Мурлыканье, ровное, уютное, спокойное, обволокло Тишинора, мягкой лапой отодвинуло в сторону острые когти тоски по родителям, тяжеленный камень отчаяния, безграничную холодную усталость.
– Не тони в пустоте ледяной, по тропе выбирайся за мной, всё, что было, пока подождёт, если рядом мурлыкает кот. Эта песня древнее других, эта песня добрее иных, всё, что было, когда-то пройдёт, если ночью мурлыкает кот. Пусть уходят печали и зло, пусть болезни залягут на дно, всё, что было, ты видел, смотри-ка вперёд, слышишь, песню поёт тебе кот.
Таня даже дышала через раз. Она жила рядом с Терентием уже почти год, но и понятия не имела, что он так может… Пожалеть, когда сам обижен, почувствовать, насколько плохо тому, кого и видит-то практически первый раз.

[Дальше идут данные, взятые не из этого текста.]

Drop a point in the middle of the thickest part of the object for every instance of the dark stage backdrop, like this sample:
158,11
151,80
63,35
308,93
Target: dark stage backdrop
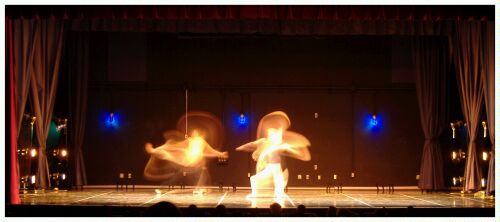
141,76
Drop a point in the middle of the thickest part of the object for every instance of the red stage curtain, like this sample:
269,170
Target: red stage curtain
46,65
13,131
77,62
488,77
432,63
468,49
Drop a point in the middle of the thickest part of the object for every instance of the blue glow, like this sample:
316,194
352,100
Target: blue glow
242,120
373,122
112,120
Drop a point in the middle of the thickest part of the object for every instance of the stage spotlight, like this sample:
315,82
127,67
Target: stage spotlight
112,120
374,120
61,124
485,155
242,120
453,130
33,152
485,128
64,153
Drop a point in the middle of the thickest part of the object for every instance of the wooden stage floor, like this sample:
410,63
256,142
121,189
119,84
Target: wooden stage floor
310,198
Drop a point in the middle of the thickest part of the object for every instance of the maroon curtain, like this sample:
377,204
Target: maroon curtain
488,77
12,133
468,48
77,62
431,56
46,65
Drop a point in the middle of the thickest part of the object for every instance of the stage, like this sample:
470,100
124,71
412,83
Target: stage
316,200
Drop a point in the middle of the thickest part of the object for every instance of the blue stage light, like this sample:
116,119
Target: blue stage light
112,120
374,121
242,120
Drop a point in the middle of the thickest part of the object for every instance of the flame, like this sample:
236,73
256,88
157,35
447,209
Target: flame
186,155
274,141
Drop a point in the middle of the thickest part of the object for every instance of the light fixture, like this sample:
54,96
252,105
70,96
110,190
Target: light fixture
453,130
374,120
485,128
61,124
33,152
485,155
64,153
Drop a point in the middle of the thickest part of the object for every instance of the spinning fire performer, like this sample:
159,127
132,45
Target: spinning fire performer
186,152
274,141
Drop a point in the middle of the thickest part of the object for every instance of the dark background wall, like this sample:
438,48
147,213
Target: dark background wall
344,79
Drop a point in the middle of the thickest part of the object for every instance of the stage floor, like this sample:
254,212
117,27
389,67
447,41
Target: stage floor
310,198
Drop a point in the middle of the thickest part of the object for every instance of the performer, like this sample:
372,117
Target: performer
274,141
188,152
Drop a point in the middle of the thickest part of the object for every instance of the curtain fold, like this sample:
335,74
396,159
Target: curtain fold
24,53
46,63
432,63
78,69
13,184
488,77
468,47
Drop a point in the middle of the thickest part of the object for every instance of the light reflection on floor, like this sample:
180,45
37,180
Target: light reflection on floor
238,199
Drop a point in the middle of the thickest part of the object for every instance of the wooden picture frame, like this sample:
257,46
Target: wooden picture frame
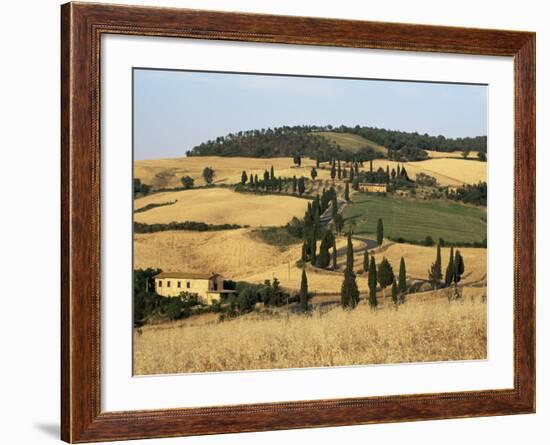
82,26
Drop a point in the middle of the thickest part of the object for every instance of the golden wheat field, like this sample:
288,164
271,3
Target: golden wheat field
239,255
221,206
167,173
421,332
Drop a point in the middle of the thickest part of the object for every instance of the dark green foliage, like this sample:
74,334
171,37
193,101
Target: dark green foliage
301,186
303,292
153,205
385,274
139,188
188,182
187,225
373,301
208,174
402,283
366,260
380,232
313,173
471,194
394,293
450,271
458,266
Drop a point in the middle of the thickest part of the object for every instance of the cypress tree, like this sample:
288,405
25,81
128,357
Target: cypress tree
450,272
373,302
334,205
366,261
394,293
402,284
380,232
303,292
385,275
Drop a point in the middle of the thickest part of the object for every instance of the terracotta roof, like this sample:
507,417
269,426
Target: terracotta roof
184,275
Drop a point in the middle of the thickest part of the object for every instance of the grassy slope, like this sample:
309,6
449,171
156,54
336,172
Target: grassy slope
415,219
351,142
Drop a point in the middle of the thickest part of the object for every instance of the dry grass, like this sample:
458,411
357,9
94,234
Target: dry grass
447,171
238,255
221,206
166,173
430,331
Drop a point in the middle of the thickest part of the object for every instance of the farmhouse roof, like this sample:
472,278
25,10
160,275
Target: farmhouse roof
184,275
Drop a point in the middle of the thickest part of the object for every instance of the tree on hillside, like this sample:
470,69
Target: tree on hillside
334,205
350,291
434,273
459,266
402,283
208,174
339,223
188,182
303,292
313,173
380,232
301,186
385,275
366,260
373,302
450,272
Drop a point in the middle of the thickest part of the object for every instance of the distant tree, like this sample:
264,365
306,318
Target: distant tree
394,293
303,292
301,186
313,173
402,283
339,223
366,260
373,302
459,266
450,272
208,174
434,274
380,232
385,275
187,182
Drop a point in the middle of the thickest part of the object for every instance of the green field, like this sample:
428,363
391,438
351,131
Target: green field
350,142
414,220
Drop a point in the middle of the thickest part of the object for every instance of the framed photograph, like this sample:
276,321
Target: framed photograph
274,222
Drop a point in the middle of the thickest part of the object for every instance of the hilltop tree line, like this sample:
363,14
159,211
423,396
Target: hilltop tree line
303,140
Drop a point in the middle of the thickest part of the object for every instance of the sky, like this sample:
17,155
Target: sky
177,110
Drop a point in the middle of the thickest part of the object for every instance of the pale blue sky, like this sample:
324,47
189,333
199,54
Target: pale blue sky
176,110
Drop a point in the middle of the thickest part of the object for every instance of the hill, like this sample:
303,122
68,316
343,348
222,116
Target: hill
351,142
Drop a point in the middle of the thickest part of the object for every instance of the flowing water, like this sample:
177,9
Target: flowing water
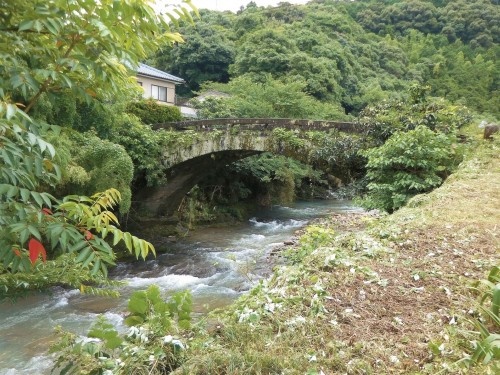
215,264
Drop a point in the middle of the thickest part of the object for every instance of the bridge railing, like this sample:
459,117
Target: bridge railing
259,124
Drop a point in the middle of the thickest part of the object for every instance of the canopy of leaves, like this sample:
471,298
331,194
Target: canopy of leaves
82,48
353,53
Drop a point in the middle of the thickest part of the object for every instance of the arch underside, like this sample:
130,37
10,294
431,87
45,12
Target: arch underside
163,201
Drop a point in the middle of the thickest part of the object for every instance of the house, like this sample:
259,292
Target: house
157,84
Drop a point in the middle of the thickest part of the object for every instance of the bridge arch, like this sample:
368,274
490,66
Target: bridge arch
222,142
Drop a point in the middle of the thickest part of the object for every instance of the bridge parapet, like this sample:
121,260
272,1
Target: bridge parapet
260,124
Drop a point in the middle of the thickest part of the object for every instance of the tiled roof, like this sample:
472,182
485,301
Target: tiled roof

«А вот так-то! И часто мы видим не просто красоту, обаяние, вредность, капризы, забавные стороны или мягонькое да мурлыкающее существо, а ещё и вот это – прийти и помочь? Только бы это сработало! Я похудею ему кресло и куплю самую лучшую лежанку!»
Тишинору снилось, что над ним почему-то плывут волны…
«Я разве утонул? – слабо удивился он. – А почему тогда стало так хорошо и легко дышать? Разве что… эх, жаль! Маленьких жалко, они плакать будут, и яблонька… Тишуна пока с ней не справится. Погибнет наша яблонька».
Только тяжёлые мысли уплывали вслед за волнами, и как ни пытались они зацепиться, вернуться обратно, отравить его до конца, ничего у них не получалось. Вслед за этими мыслями тонкой ледянистой полоской уносило и холод, стало тепло и спокойно, словно мамина лапка гладила Тишинора, смахивая все беды разом.
«И кошка рядом поёт, как баб-Валина Мурочка, – Тишинор дружил со всеми кошками, которые жили в норушном доме, и частенько засыпал у них под боком. – Хорошо как поёт. Нет, это не Мурочка, голос другой, это он как волны…»
Когда норушь развернулся из скрюченного существа в нормально спящее создание, Терентий довольно кивнул сам себе:
«Пациент скорее жив, чем собирается пoмирaть. Тоже мне, удумал всякие глупости! И Танечку надо подключить. Сейчас самое время – он успокоился и услышит её как следует».
Татьяна успела уснуть под ровное пение кота, а через некоторое время ощутила себя как человек, у которого на груди непринуждённо обосновался упитанный бегемот.
– Таня! Таааняяя! Проснись и иди лечить доходягу! – требовал бегемот. – Зря я, что ли, его вытягивал?